A year later, and only one other private-label MBS has come to market—another jumbo mortgage MBS, again issued by Redwood.

But the lack of new securitizations does not mean that private and institutional investors are no longer participating in the mortgage secondary. While volume is still slow, these investors are coming back.

Like the cowboys of the Old West, the investors exploring the market are charting new territory and their activity is not without risk. The skilled cattleman relies on his lariat and trusty steed. The private market investors have technology, data and analytics to lasso the profit potential from this new frontier.

An emerging trend in the private secondary market is a new interest in whole loan trading. The buying and selling of mortgages not packaged in MBS deals is nothing new and is many times referred to as the hard-money market.

The hard-money market has evolved with the times, explained Brian O’Shaughnessy, the CEO of Athas Capital Group and president of Rama Capital Partners, both based in Calabasas, Calif. O’Shaughnessy’s career in hard-money lending spans 25 years at a variety of firms.

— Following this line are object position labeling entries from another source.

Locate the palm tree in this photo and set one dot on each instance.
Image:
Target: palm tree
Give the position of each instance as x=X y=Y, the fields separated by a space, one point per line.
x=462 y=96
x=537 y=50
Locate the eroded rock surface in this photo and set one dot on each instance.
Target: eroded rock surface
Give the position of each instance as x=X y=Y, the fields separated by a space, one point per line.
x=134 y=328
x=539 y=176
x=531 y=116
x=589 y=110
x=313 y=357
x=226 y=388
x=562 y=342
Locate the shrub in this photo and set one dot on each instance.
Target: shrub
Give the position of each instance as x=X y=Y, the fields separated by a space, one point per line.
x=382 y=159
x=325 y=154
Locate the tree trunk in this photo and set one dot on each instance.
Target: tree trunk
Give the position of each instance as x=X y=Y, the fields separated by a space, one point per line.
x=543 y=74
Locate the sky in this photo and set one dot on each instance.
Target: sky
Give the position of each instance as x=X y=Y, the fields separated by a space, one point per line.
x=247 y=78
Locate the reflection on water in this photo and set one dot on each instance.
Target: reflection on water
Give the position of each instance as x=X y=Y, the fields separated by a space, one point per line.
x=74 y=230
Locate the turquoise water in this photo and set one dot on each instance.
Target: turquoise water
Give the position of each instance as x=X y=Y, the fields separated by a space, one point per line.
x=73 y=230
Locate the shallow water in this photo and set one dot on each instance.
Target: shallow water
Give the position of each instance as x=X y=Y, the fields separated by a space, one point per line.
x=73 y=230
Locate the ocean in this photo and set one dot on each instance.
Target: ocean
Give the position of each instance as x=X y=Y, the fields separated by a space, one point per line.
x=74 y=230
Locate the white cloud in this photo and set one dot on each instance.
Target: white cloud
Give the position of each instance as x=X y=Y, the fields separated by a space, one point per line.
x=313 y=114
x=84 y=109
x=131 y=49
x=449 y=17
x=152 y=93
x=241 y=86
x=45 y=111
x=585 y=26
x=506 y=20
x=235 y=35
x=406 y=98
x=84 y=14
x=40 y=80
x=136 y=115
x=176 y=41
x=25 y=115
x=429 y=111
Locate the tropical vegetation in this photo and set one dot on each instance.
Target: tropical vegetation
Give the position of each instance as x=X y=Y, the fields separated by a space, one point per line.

“Hard-money lenders in 2007 typically funded deals with sub-500 FICO scores, the deals Wall Street wouldn’t take,” O’Shaughnessy explained. “Our average LTV was 50%. Our average loan was a foreclosure bailout; the worst of the worst and they paid a higher interest rate and got a second chance at a fresh start.”

“Now days it’s much different. Banks aren’t lending, they’re turning down everybody,” O’Shaughnessy continued, noting that in 2007, the average Fair Isaac credit score of loans in his servicing portfolio was 492. Now, that score is up to 698.

“We are funding bank fallout. There’s a huge chasm between the bank’s program and ours, but there’s nothing in between because there’s no secondary market,” he said.

O’Shaughnessy believes as more institutional types begin exploring alternative investments like hard-money deals, they’ll like what they see. But it’ll take changing some perceptions about the ways private players can participate in mortgage investing.

“Institutional investors haven’t figured it out yet; they don’t get our space. Institutional investors are used to getting a loan at 80% to 90% LTV with a perfect credit score and great income and accepting a yield of 3% or 4% on their bond,” he said.

“That’s what they feel comfortable with when really, those are tragic loans and the most unsafe loans on the planet.”